A Treasury spokesman said: "Tax evaders should not be able to hide behind banking secrecy laws.
"We need clear pressure from [the EU council of finance ministers] Ecofin and the Commission on Liechtenstein to provide more information to make sure people are not acting illegally to evade their tax obligations.
"The EU Savings Directive has already led to a big increase in transparency and co-operation across borders to prevent tax evasion.
"The UK supports the Commission's proposals to bring forward the timing of the review into the Savings Directive."
But Vincent Cable, the Liberal Democrats' Treasury spokesman, is also sceptical about the government's record on tax havens. He is tabling a series of parliamentary questions this week on the Liechtenstein investigation.
"We need assurances that if criminal acts have been committed, the necessary action will be taken in terms of prosecution," he says.
"I certainly doubt the enthusiasm of the British authorities. There are difficulties. Paying informers has ethical difficulties.

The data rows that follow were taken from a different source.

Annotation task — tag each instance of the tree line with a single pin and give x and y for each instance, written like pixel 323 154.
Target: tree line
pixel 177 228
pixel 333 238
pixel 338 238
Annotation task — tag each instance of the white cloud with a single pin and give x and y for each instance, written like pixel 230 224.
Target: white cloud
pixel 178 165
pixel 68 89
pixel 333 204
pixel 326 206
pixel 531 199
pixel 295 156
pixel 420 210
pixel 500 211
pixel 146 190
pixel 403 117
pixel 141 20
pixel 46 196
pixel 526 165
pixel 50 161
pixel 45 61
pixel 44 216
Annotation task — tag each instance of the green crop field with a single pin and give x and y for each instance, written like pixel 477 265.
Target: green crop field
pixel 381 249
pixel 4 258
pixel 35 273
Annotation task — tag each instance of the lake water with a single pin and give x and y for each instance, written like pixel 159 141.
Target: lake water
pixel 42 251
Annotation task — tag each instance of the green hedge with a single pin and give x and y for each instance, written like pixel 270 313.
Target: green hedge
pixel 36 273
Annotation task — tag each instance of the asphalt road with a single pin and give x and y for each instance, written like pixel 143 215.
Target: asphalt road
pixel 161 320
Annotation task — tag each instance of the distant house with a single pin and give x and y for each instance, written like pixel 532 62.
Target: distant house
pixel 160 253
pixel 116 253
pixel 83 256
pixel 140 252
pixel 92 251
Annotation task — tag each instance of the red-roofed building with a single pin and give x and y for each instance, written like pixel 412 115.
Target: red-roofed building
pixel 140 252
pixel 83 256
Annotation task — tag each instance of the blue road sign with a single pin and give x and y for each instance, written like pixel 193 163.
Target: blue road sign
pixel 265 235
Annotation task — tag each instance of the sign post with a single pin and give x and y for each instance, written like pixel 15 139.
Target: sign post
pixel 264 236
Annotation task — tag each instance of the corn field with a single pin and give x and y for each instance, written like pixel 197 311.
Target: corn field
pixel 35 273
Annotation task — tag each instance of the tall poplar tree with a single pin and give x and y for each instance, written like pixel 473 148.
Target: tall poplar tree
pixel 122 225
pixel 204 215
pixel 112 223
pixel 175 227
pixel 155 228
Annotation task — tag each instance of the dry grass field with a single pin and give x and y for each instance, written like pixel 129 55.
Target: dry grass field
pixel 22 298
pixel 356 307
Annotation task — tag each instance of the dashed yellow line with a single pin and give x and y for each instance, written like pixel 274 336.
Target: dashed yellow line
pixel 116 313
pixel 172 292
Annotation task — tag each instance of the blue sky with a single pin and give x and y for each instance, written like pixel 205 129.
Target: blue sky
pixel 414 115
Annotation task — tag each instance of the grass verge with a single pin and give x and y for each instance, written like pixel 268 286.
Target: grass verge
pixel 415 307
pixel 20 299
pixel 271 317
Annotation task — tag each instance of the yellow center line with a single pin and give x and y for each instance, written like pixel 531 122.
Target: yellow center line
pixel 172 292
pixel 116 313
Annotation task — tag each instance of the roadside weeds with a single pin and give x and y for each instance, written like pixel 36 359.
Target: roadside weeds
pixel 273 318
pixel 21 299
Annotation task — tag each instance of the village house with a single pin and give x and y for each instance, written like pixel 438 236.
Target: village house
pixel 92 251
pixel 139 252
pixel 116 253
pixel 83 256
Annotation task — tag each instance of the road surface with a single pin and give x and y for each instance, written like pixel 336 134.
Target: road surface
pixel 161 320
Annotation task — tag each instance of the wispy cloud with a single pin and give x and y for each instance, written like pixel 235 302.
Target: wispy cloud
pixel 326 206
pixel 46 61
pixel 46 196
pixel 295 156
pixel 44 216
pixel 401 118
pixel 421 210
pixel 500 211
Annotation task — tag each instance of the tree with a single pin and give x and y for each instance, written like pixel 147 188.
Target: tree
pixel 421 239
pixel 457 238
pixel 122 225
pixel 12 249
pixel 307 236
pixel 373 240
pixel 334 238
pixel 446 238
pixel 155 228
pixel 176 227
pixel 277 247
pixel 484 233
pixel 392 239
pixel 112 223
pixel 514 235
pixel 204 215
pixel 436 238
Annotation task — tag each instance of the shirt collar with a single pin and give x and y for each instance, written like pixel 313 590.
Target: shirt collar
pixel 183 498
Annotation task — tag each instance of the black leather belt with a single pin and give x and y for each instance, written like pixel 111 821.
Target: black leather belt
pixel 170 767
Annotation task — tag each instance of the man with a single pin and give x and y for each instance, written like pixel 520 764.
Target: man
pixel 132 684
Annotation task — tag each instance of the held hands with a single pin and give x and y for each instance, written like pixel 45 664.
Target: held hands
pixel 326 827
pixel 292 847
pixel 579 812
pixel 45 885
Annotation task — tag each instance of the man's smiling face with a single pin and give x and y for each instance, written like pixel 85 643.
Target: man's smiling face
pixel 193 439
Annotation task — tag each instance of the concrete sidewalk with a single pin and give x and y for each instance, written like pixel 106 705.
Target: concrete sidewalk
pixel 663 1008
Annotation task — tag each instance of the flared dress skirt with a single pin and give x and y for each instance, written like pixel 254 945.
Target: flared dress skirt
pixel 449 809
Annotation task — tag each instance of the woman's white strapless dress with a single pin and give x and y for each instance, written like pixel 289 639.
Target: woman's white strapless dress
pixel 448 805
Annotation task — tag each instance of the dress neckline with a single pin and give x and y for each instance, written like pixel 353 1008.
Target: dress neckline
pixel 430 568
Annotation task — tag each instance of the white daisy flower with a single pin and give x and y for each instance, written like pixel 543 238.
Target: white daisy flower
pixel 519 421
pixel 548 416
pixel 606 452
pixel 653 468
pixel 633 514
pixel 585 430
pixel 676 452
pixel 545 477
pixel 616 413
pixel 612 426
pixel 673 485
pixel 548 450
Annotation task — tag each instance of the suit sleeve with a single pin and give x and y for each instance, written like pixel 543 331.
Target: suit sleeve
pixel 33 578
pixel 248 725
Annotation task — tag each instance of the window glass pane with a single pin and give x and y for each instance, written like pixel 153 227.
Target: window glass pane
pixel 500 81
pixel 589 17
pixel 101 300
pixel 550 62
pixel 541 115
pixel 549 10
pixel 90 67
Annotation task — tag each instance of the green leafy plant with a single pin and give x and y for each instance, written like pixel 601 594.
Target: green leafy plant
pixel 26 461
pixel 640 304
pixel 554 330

"It's rumoured, and I've no basis whatever for knowing this, that there are some important figures in British society that have been named. And I sincerely hope that doesn't inhibit the UK government in prosecuting."
Offshore locations around the world are watching closely - and some are sniffing a genuine change of mood.
Robert Kirkby is technical director at Jersey Finance, which promotes the island as an international finance centre.
"In 20 years, I think actual tax havens that advocate secrecy etc will be extremely limited. There will probably be one or two, if any, left," he says.
"As the world becomes more sophisticated, things like transparency actually increase. So I do believe things will evolve rapidly from now, especially with things such as Liechtenstein which only serve to catalyse further action."
That's not a message they're happy with here in Vaduz, Liechtenstein's sleepy capital. Aside from some Japanese tourists ambling through the pedestrian zone, there is hardly anyone around.
Banking makes up 30% of the economy here, and Prince Max is defiant when I ask him whether Liechtenstein will have to back down and abandon banking secrecy.
"Liechtenstein has existed for hundreds of years and weathered many storms," he says. "We will survive this one too."